Terry Pratchett is one of the biggest influences on my life, philosophy, and writing. The way he can take me from laughing, to crying, to contemplating the meaning of sin, then back to laughing, all within a few pages of a comedic fantasy novel is still astounds me. I’ve read almost all of his books, but when he died I put the ones I hadn’t yet read aside, so someday when I’m feeling particularly low, I’ll still have new Terry Pratchett novels to read.
Keri Hulme also had a big impact on me, growing up. When I read The Bone People in high school I was astounded by the way she wrote from dreams and played with language. That was truly exciting.
There are others, of course, hundreds of others, but those are the two who spring to mind immediately.
What are you working on now?
I’m getting ready to publish Lubbers in July 2018. It’s the first in a trilogy of YA mermaid novels.
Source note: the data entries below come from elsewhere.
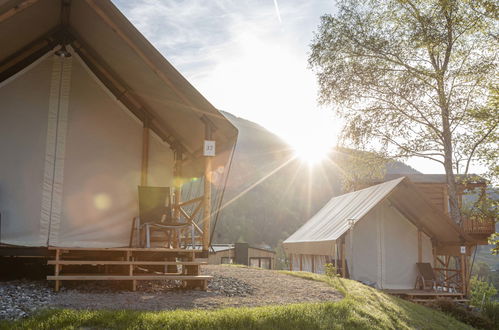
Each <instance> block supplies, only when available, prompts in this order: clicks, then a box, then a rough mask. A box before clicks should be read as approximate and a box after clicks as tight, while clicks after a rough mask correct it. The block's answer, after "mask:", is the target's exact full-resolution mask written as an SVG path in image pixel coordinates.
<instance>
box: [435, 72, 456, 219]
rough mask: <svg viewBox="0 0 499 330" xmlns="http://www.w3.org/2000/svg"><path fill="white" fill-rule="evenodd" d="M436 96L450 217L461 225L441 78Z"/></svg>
mask: <svg viewBox="0 0 499 330" xmlns="http://www.w3.org/2000/svg"><path fill="white" fill-rule="evenodd" d="M438 94H439V105H440V109H441V114H442V133H443V134H442V135H443V136H442V139H443V145H444V168H445V175H446V178H447V186H448V194H449V208H450V217H451V219H452V220H453V221H454V222H455V223H457V224H461V210H460V209H459V203H458V198H457V188H456V177H455V176H454V168H453V164H452V132H451V130H450V121H449V107H448V104H447V99H446V96H445V90H444V83H443V78H442V79H438Z"/></svg>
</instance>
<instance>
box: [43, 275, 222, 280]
mask: <svg viewBox="0 0 499 330" xmlns="http://www.w3.org/2000/svg"><path fill="white" fill-rule="evenodd" d="M212 278H213V276H209V275H131V276H130V275H90V274H89V275H49V276H47V280H49V281H53V280H59V281H61V280H62V281H75V280H76V281H88V280H89V281H106V280H111V281H112V280H114V281H119V280H128V281H130V280H183V281H189V280H191V281H194V280H202V281H206V280H210V279H212Z"/></svg>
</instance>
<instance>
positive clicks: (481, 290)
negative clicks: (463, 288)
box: [470, 276, 497, 307]
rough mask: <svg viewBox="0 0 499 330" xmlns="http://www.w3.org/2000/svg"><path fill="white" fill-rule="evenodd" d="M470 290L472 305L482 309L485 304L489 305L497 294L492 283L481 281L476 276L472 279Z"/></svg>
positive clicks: (471, 278) (470, 302)
mask: <svg viewBox="0 0 499 330" xmlns="http://www.w3.org/2000/svg"><path fill="white" fill-rule="evenodd" d="M470 288H471V301H470V303H471V304H472V305H473V306H476V307H481V306H482V305H483V304H484V303H489V302H490V301H491V298H492V297H493V296H494V295H496V294H497V290H496V288H495V287H494V286H493V285H492V284H491V283H488V282H485V281H480V280H479V279H478V278H477V277H476V276H473V277H472V278H471V280H470Z"/></svg>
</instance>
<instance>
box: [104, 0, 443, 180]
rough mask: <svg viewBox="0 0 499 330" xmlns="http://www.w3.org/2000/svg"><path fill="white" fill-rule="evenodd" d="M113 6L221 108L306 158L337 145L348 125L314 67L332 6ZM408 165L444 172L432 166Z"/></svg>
mask: <svg viewBox="0 0 499 330" xmlns="http://www.w3.org/2000/svg"><path fill="white" fill-rule="evenodd" d="M113 2H114V3H115V4H116V6H117V7H118V8H119V9H120V10H121V11H122V12H123V13H124V14H125V16H126V17H127V18H128V19H129V20H130V21H131V22H132V23H133V24H134V25H135V26H136V27H137V28H138V29H139V31H140V32H141V33H142V34H144V35H145V37H146V38H147V39H148V40H149V41H150V42H151V43H152V44H153V45H154V46H155V47H156V48H157V49H158V50H159V51H160V52H161V53H162V54H163V55H164V56H165V57H166V59H167V60H168V61H170V63H172V64H173V65H174V66H175V67H176V68H177V70H179V71H180V72H181V73H182V74H183V75H184V77H186V78H187V80H189V81H190V83H191V84H192V85H193V86H194V87H196V88H197V89H198V90H199V91H200V92H201V94H203V95H204V96H205V97H206V98H207V99H208V100H209V101H210V102H211V103H212V104H213V105H214V106H215V107H216V108H218V109H220V110H224V111H227V112H230V113H232V114H234V115H236V116H239V117H242V118H245V119H248V120H251V121H254V122H256V123H258V124H260V125H262V126H263V127H265V128H267V129H269V130H270V131H272V132H274V133H275V134H277V135H279V136H280V137H282V138H283V139H284V140H285V141H287V142H288V143H289V144H290V145H292V146H293V147H294V148H295V149H296V150H297V151H298V152H299V153H301V154H302V155H305V156H311V157H312V156H314V155H315V154H320V153H321V152H324V151H325V150H327V149H329V148H331V147H332V146H334V145H335V144H336V142H337V139H336V138H337V136H338V133H339V130H340V129H341V121H340V120H338V119H337V118H335V116H334V114H333V111H332V110H331V109H328V108H326V107H321V106H319V105H318V104H317V95H318V94H317V92H318V85H317V82H316V78H315V75H314V73H313V72H312V70H311V69H310V68H309V66H308V61H307V60H308V55H309V53H310V44H311V42H312V39H313V36H314V31H315V30H316V29H317V27H318V26H319V23H320V16H321V15H324V14H327V13H334V10H335V8H334V3H333V1H332V0H307V1H299V0H245V1H243V0H204V1H202V0H188V1H181V0H179V1H170V0H139V1H137V0H133V1H132V0H113ZM311 146H314V147H313V148H312V147H311ZM407 163H408V164H410V165H411V166H413V167H415V168H416V169H418V170H420V171H422V172H425V173H441V172H442V169H440V166H439V165H438V164H433V163H431V162H428V161H422V160H409V161H408V162H407Z"/></svg>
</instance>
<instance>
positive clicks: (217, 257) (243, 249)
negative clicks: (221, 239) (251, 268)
mask: <svg viewBox="0 0 499 330" xmlns="http://www.w3.org/2000/svg"><path fill="white" fill-rule="evenodd" d="M275 257H276V253H275V251H272V250H268V249H262V248H257V247H252V246H249V245H248V244H247V243H235V244H213V245H212V246H211V247H210V254H209V256H208V263H209V264H210V265H220V264H240V265H247V266H251V267H259V268H264V269H275Z"/></svg>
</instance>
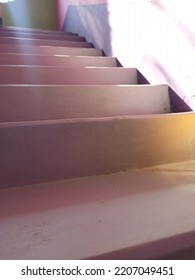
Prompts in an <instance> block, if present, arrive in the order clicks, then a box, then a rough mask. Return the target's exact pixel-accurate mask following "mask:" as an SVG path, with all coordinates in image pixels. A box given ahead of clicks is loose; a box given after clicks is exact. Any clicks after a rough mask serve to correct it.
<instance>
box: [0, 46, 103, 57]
mask: <svg viewBox="0 0 195 280" xmlns="http://www.w3.org/2000/svg"><path fill="white" fill-rule="evenodd" d="M5 52H7V53H19V54H21V53H23V54H41V55H42V54H44V55H47V54H49V55H57V54H58V55H69V54H73V55H78V54H81V53H82V55H83V54H85V55H94V56H102V50H101V49H94V48H83V47H75V46H74V47H59V46H58V47H57V46H38V45H22V51H21V46H20V45H11V44H0V53H5Z"/></svg>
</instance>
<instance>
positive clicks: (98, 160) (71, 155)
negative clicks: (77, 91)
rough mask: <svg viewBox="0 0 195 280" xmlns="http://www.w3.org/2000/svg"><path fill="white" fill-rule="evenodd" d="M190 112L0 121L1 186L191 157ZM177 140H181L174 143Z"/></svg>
mask: <svg viewBox="0 0 195 280" xmlns="http://www.w3.org/2000/svg"><path fill="white" fill-rule="evenodd" d="M194 122H195V116H194V114H188V115H185V116H174V117H173V116H167V117H163V118H162V117H152V118H150V117H148V118H137V119H136V118H135V117H134V118H126V119H124V118H121V119H116V118H115V119H110V120H108V119H105V120H103V119H99V120H86V121H75V122H73V121H67V122H65V121H61V122H59V123H58V124H57V123H56V122H53V123H52V122H48V123H46V122H45V124H43V123H42V124H41V123H40V124H38V123H34V124H33V123H32V124H31V125H29V123H28V124H27V123H23V125H19V124H18V125H17V124H13V123H10V124H7V125H5V124H1V125H0V154H1V157H0V178H1V179H0V180H1V181H0V186H1V187H7V186H16V185H23V184H30V183H35V182H41V181H49V180H59V179H64V178H71V177H76V176H91V175H95V174H103V173H112V172H117V171H122V170H124V169H131V168H133V169H135V168H142V167H147V166H152V165H156V164H162V163H168V162H177V161H184V160H189V159H192V158H194V155H195V153H194V148H193V146H192V145H191V144H189V143H193V142H194V140H195V131H194V129H192V125H193V124H194ZM178 139H179V141H178Z"/></svg>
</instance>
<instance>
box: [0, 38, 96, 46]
mask: <svg viewBox="0 0 195 280" xmlns="http://www.w3.org/2000/svg"><path fill="white" fill-rule="evenodd" d="M75 38H77V37H75ZM0 44H11V45H19V46H20V45H21V47H22V45H34V46H56V47H73V48H93V44H91V43H87V42H79V41H55V40H38V39H37V40H31V39H20V38H16V39H15V38H1V37H0Z"/></svg>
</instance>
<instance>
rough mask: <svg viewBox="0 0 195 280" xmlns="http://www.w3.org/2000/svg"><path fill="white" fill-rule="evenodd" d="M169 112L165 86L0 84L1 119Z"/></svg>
mask: <svg viewBox="0 0 195 280" xmlns="http://www.w3.org/2000/svg"><path fill="white" fill-rule="evenodd" d="M169 112H170V101H169V94H168V86H166V85H158V86H151V85H143V86H142V85H139V86H138V85H136V86H122V87H119V86H0V122H15V121H32V120H33V121H34V120H52V119H75V118H97V117H111V116H125V115H133V114H134V115H137V114H163V113H169Z"/></svg>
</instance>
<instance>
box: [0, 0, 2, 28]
mask: <svg viewBox="0 0 195 280" xmlns="http://www.w3.org/2000/svg"><path fill="white" fill-rule="evenodd" d="M0 25H2V8H1V3H0Z"/></svg>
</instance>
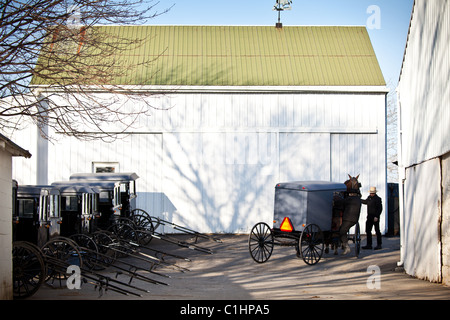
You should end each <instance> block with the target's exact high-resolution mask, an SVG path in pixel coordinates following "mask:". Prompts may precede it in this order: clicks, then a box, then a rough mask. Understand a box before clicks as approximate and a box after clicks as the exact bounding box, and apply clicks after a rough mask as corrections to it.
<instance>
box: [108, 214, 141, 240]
mask: <svg viewBox="0 0 450 320" xmlns="http://www.w3.org/2000/svg"><path fill="white" fill-rule="evenodd" d="M108 231H109V232H111V233H113V234H114V235H115V236H116V237H117V238H118V239H119V240H125V241H132V242H134V243H139V235H138V233H137V232H136V228H135V227H134V222H133V221H132V220H130V219H121V220H120V222H117V223H114V224H113V225H112V226H111V227H109V228H108Z"/></svg>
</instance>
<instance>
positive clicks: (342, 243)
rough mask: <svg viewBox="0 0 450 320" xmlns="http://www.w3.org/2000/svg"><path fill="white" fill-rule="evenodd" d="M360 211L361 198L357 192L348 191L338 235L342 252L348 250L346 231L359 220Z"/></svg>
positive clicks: (349, 249) (345, 200) (345, 201)
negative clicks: (341, 245)
mask: <svg viewBox="0 0 450 320" xmlns="http://www.w3.org/2000/svg"><path fill="white" fill-rule="evenodd" d="M360 211H361V198H360V196H359V194H357V193H350V194H349V196H348V197H346V198H345V200H344V213H343V215H342V225H341V228H340V229H339V236H340V240H341V244H342V247H343V249H344V251H343V252H342V254H347V253H349V252H350V247H349V245H348V236H347V233H348V231H349V230H350V228H351V227H353V226H354V225H355V224H356V223H357V222H358V220H359V214H360Z"/></svg>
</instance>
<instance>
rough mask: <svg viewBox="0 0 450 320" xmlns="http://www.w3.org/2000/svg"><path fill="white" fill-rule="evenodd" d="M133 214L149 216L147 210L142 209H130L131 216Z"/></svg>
mask: <svg viewBox="0 0 450 320" xmlns="http://www.w3.org/2000/svg"><path fill="white" fill-rule="evenodd" d="M134 215H141V216H147V217H149V218H150V215H149V214H148V212H147V211H145V210H142V209H133V210H132V211H131V217H132V216H134Z"/></svg>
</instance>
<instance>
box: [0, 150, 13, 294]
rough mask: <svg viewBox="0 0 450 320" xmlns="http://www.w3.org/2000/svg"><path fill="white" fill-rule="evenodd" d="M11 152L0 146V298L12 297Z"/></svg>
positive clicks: (11, 204)
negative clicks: (8, 151)
mask: <svg viewBox="0 0 450 320" xmlns="http://www.w3.org/2000/svg"><path fill="white" fill-rule="evenodd" d="M11 190H12V180H11V154H10V153H9V152H6V151H4V150H3V149H2V148H0V283H1V285H0V300H11V299H12V298H13V283H12V276H11V275H12V268H13V267H12V258H11V252H12V228H11V226H12V191H11Z"/></svg>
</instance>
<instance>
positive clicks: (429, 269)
mask: <svg viewBox="0 0 450 320" xmlns="http://www.w3.org/2000/svg"><path fill="white" fill-rule="evenodd" d="M440 173H441V164H440V159H439V158H436V159H433V160H430V161H426V162H424V163H422V164H420V165H417V166H413V167H410V168H408V169H407V170H406V180H405V207H404V211H405V213H406V214H405V219H404V232H405V234H406V235H407V237H406V240H405V243H404V248H402V249H403V250H404V251H405V252H406V253H407V254H406V256H405V258H404V259H405V260H404V268H405V271H406V272H407V273H408V274H410V275H412V276H415V277H418V278H420V279H426V280H429V281H432V282H440V281H441V238H440V234H441V203H442V202H441V175H440Z"/></svg>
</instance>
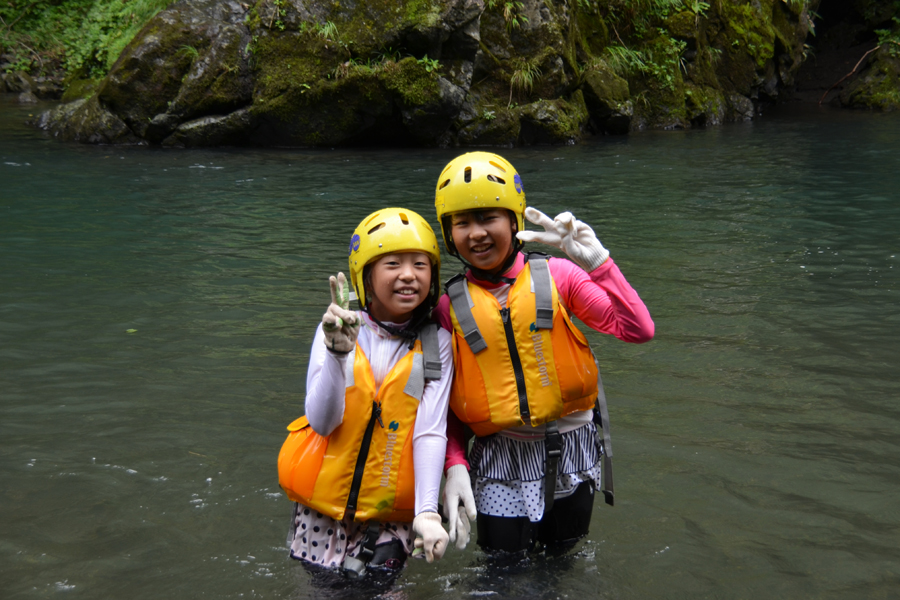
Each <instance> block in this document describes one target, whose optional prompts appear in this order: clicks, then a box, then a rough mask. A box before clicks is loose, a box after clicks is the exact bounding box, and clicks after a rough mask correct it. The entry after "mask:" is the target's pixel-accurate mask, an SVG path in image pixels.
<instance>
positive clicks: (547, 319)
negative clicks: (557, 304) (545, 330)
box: [528, 253, 553, 329]
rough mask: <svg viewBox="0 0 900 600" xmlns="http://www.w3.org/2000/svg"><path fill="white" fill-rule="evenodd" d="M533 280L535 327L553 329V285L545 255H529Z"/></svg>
mask: <svg viewBox="0 0 900 600" xmlns="http://www.w3.org/2000/svg"><path fill="white" fill-rule="evenodd" d="M528 265H529V266H530V267H531V278H532V281H533V282H534V307H535V316H534V326H535V327H537V328H538V329H553V288H552V287H551V286H552V285H553V282H552V280H551V279H550V265H549V264H548V262H547V256H546V255H545V254H538V253H531V254H529V255H528Z"/></svg>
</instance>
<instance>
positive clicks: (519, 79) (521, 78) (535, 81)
mask: <svg viewBox="0 0 900 600" xmlns="http://www.w3.org/2000/svg"><path fill="white" fill-rule="evenodd" d="M515 65H516V69H515V70H514V71H513V74H512V76H511V77H510V78H509V104H510V105H512V95H513V91H515V90H518V91H519V92H524V93H525V94H530V93H531V90H532V89H533V88H534V83H535V82H536V81H538V80H539V79H540V78H541V75H542V73H541V70H540V68H539V67H538V66H537V64H535V62H534V61H527V60H524V59H517V60H516V62H515Z"/></svg>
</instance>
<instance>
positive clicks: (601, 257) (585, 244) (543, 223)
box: [516, 206, 609, 273]
mask: <svg viewBox="0 0 900 600" xmlns="http://www.w3.org/2000/svg"><path fill="white" fill-rule="evenodd" d="M525 218H526V219H528V220H529V221H530V222H532V223H534V224H535V225H540V226H541V227H543V228H544V231H520V232H519V233H517V234H516V237H517V238H519V239H520V240H522V241H523V242H541V243H542V244H547V245H548V246H554V247H556V248H559V249H560V250H562V251H563V252H565V253H566V255H567V256H568V257H569V258H571V259H572V260H573V261H574V262H575V263H576V264H578V266H579V267H581V268H582V269H584V270H585V271H587V272H588V273H590V272H591V271H593V270H594V269H596V268H597V267H599V266H600V265H602V264H603V263H604V262H606V259H607V258H609V250H607V249H606V248H604V247H603V244H601V243H600V240H598V239H597V236H596V235H595V234H594V230H593V229H591V226H590V225H588V224H587V223H584V222H583V221H579V220H578V219H576V218H575V216H574V215H573V214H572V213H570V212H564V213H561V214H559V215H557V216H556V218H555V219H553V220H552V221H551V220H550V217H548V216H547V215H545V214H544V213H542V212H541V211H539V210H537V209H535V208H531V207H530V206H529V207H528V208H526V209H525Z"/></svg>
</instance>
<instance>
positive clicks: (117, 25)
mask: <svg viewBox="0 0 900 600" xmlns="http://www.w3.org/2000/svg"><path fill="white" fill-rule="evenodd" d="M170 2H171V0H36V1H34V2H31V3H29V4H28V5H26V6H24V8H23V7H22V4H21V3H15V4H13V3H0V19H2V23H0V49H2V51H3V52H4V53H8V54H11V55H12V56H13V57H14V58H15V61H14V62H15V64H14V65H13V67H12V68H13V69H17V68H18V69H25V70H37V71H39V72H43V73H48V72H51V71H54V70H58V69H64V70H65V71H67V72H70V73H71V72H73V71H76V70H80V71H81V72H82V74H83V75H84V76H86V77H100V76H102V75H105V74H106V72H107V71H108V70H109V68H110V67H111V66H112V64H113V62H115V60H116V58H118V56H119V54H121V52H122V50H123V49H124V48H125V46H126V45H127V44H128V42H130V41H131V40H132V38H133V37H134V35H135V34H136V33H137V32H138V31H140V29H141V28H142V27H143V26H144V25H145V24H146V23H147V21H149V20H150V19H151V18H152V17H153V16H154V15H155V14H156V13H158V12H159V11H160V10H162V9H164V8H165V7H166V6H167V5H168V4H169V3H170Z"/></svg>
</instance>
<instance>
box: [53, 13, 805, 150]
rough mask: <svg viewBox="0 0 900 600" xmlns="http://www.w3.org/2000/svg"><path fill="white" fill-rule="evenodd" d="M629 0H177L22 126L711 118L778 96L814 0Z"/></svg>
mask: <svg viewBox="0 0 900 600" xmlns="http://www.w3.org/2000/svg"><path fill="white" fill-rule="evenodd" d="M644 3H645V4H647V6H648V7H649V6H651V5H652V3H651V2H649V1H647V2H644ZM628 4H629V3H623V2H622V1H621V0H609V1H606V2H602V1H601V2H595V3H591V2H584V1H583V0H546V1H545V0H522V1H521V2H518V1H516V2H500V1H499V0H402V1H401V0H394V1H392V2H388V1H386V0H344V1H342V2H324V1H322V0H315V1H313V0H259V1H257V2H256V3H255V4H253V5H249V4H243V3H239V2H236V1H234V0H179V1H178V2H176V3H175V4H173V5H172V6H170V7H169V8H168V9H167V10H165V11H163V12H161V13H159V14H158V15H157V16H156V17H154V18H153V19H152V20H151V21H150V22H149V23H148V24H147V25H146V26H145V27H144V29H143V30H142V31H141V32H140V33H139V34H138V35H137V36H136V37H135V39H134V40H133V41H132V42H131V43H130V44H129V45H128V46H127V47H126V48H125V50H124V51H123V53H122V55H121V56H120V57H119V59H118V60H117V61H116V63H115V64H114V65H113V67H112V69H111V70H110V72H109V74H108V75H107V76H106V78H105V79H104V80H103V81H102V82H101V83H100V85H99V86H97V87H96V88H95V89H93V91H92V92H91V95H90V96H89V97H87V98H82V99H79V100H76V101H75V102H71V103H67V104H63V105H61V106H60V107H58V108H57V109H55V110H53V111H50V112H49V113H45V114H44V115H42V116H41V118H40V119H39V121H38V124H39V125H40V126H41V127H43V128H45V129H47V130H48V131H49V132H51V133H52V134H53V135H54V136H56V137H58V138H60V139H63V140H71V141H80V142H89V143H150V144H161V145H176V146H208V145H220V144H228V145H286V146H319V145H322V146H336V145H382V146H383V145H412V146H458V145H459V146H487V145H501V146H503V145H506V146H508V145H516V144H564V143H573V142H575V141H577V140H579V139H582V138H583V137H584V136H586V135H590V134H621V133H627V132H628V131H631V130H634V129H641V128H683V127H691V126H703V125H712V124H718V123H722V122H725V121H729V120H739V119H748V118H752V117H753V116H754V114H755V113H756V111H757V109H758V105H759V103H761V102H773V101H775V100H777V99H778V98H779V95H780V94H781V92H782V90H783V89H784V88H785V86H788V85H790V83H791V82H792V78H793V76H794V73H795V72H796V70H797V68H798V67H799V65H800V63H801V60H802V56H803V44H804V41H805V39H806V36H807V32H808V30H809V27H810V24H811V23H812V21H811V17H810V13H809V10H811V8H814V6H810V5H815V4H817V2H816V1H815V0H814V1H813V2H786V1H785V0H748V1H746V2H745V1H742V0H736V1H729V2H717V3H715V6H709V5H707V3H705V2H699V3H697V2H694V3H690V2H688V3H685V4H684V7H685V10H683V11H682V12H672V13H671V14H669V13H668V12H667V13H666V14H661V15H659V18H658V19H657V20H658V23H657V22H650V21H648V22H647V23H643V24H642V22H638V21H635V20H634V18H632V21H627V20H624V18H620V16H619V15H618V13H616V12H615V11H616V10H620V8H621V7H622V6H626V5H628ZM631 4H633V5H640V4H641V3H640V2H639V1H638V0H635V1H634V2H632V3H631ZM692 5H693V6H694V7H695V8H696V9H697V11H699V12H691V11H689V10H687V8H686V7H688V6H692ZM617 7H618V8H617ZM704 7H705V8H704ZM607 23H618V27H617V28H616V29H615V31H613V32H610V31H609V30H608V26H607ZM87 89H89V90H90V89H91V88H87Z"/></svg>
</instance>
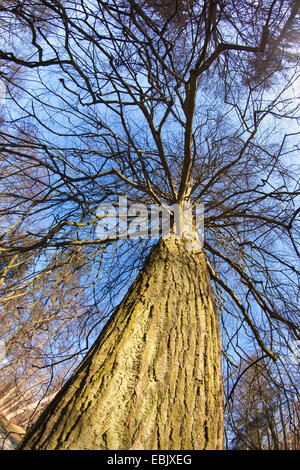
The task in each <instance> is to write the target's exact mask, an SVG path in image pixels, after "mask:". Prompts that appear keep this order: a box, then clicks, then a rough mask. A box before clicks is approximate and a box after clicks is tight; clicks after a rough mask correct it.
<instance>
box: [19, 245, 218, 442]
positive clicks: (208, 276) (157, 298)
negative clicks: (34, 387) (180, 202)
mask: <svg viewBox="0 0 300 470" xmlns="http://www.w3.org/2000/svg"><path fill="white" fill-rule="evenodd" d="M223 426H224V424H223V387H222V373H221V344H220V331H219V320H218V313H217V309H216V307H215V303H214V299H213V294H212V290H211V286H210V281H209V276H208V272H207V269H206V262H205V258H204V254H203V252H201V251H200V250H198V251H189V250H186V249H185V244H184V242H183V241H182V240H174V239H171V238H170V239H166V240H161V241H160V242H159V243H158V244H157V245H156V246H155V247H154V248H153V249H152V251H151V252H150V254H149V256H148V258H147V260H146V262H145V264H144V267H143V269H142V270H141V272H140V274H139V275H138V277H137V279H136V280H135V281H134V283H133V284H132V286H131V288H130V289H129V291H128V293H127V295H126V296H125V298H124V300H123V301H122V302H121V304H120V305H119V307H118V308H117V310H116V312H115V314H114V315H113V316H112V317H111V319H110V320H109V322H108V323H107V325H106V326H105V328H104V329H103V331H102V332H101V334H100V335H99V337H98V339H97V340H96V342H95V344H94V345H93V347H92V348H91V350H90V351H89V353H88V354H87V356H86V358H85V359H84V360H83V362H82V363H81V364H80V366H79V367H78V368H77V369H76V371H75V372H74V373H73V375H72V377H71V378H70V380H69V381H68V382H67V383H66V385H65V386H64V387H63V389H62V390H61V391H60V392H59V393H58V394H57V396H56V397H55V399H54V400H53V401H52V402H51V403H50V405H49V406H48V407H47V408H46V409H45V410H44V412H43V413H42V415H41V416H40V418H39V419H38V420H37V422H36V423H35V425H33V427H32V428H31V429H30V430H29V432H28V433H27V435H26V437H25V438H24V440H23V442H22V443H21V445H20V449H89V450H93V449H99V450H100V449H101V450H104V449H109V450H128V449H136V450H137V449H143V450H159V449H161V450H171V449H173V450H175V449H176V450H181V449H185V450H191V449H221V448H222V447H223Z"/></svg>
It has magic in it, but in some ways it’s closer to science fiction than fantasy: the series is really about first contact with an unknown intelligent species, which is one of my favorite science fiction tropes. As an open-water swimmer and daughter of fisher people, I absolutely adore the ocean, so getting to invent an entire underwater civilization is a real treat.
What is your best method or website when it comes to promoting your books?
I’ll let you know when I find out. Book promotion is still uncomfortable to me, but I’m getting over that because I love it when people read what I’ve written. I live for getting inside other minds, and letting others get inside my mind.
Do you have any advice for new authors?
Just do it. Finish a writing project, polish it up, and put it out there. Stomp down the Imposter Syndrome when it raises its ugly head. Art is ultimately about sharing ourselves, and that’s nothing to be ashamed of.
What is the best advice you have ever heard?
“Time is not what you need. Intention is what you need.” – Maggie Stiefvater
I think that applies to more than just writing.
What are you reading now?
Fairy Tales from the Brothers Grimm by Philip Pullman
Romantic Outlaws: The Extraordinary Lives of Mary Wollstonecraft and Her Daughter Mary Shelley by Charlotte Gordon
My Lesbian Experience with Loneliness by Nagata Kabi
Also 3 or 4 more. I’m not great at focusing on one book at a time, or one project at a time. Some people say it’s because I’m a Gemini.
What’s next for you as a writer?
Learning to speed up the writing to publishing process. My first few books needed a lot of work before they were good enough for me to even consider publishing. By now I know a lot more about structuring satisfying stories, and that makes the entire process quicker.
If you were going to be stranded on a desert island and allowed to take 3 or 4 books with you what books would you bring?
Probably those Terry Pratchett novels I mentioned earlier. I’ve heard they’re some of his best, and I’d be upset if I never had a chance to read them.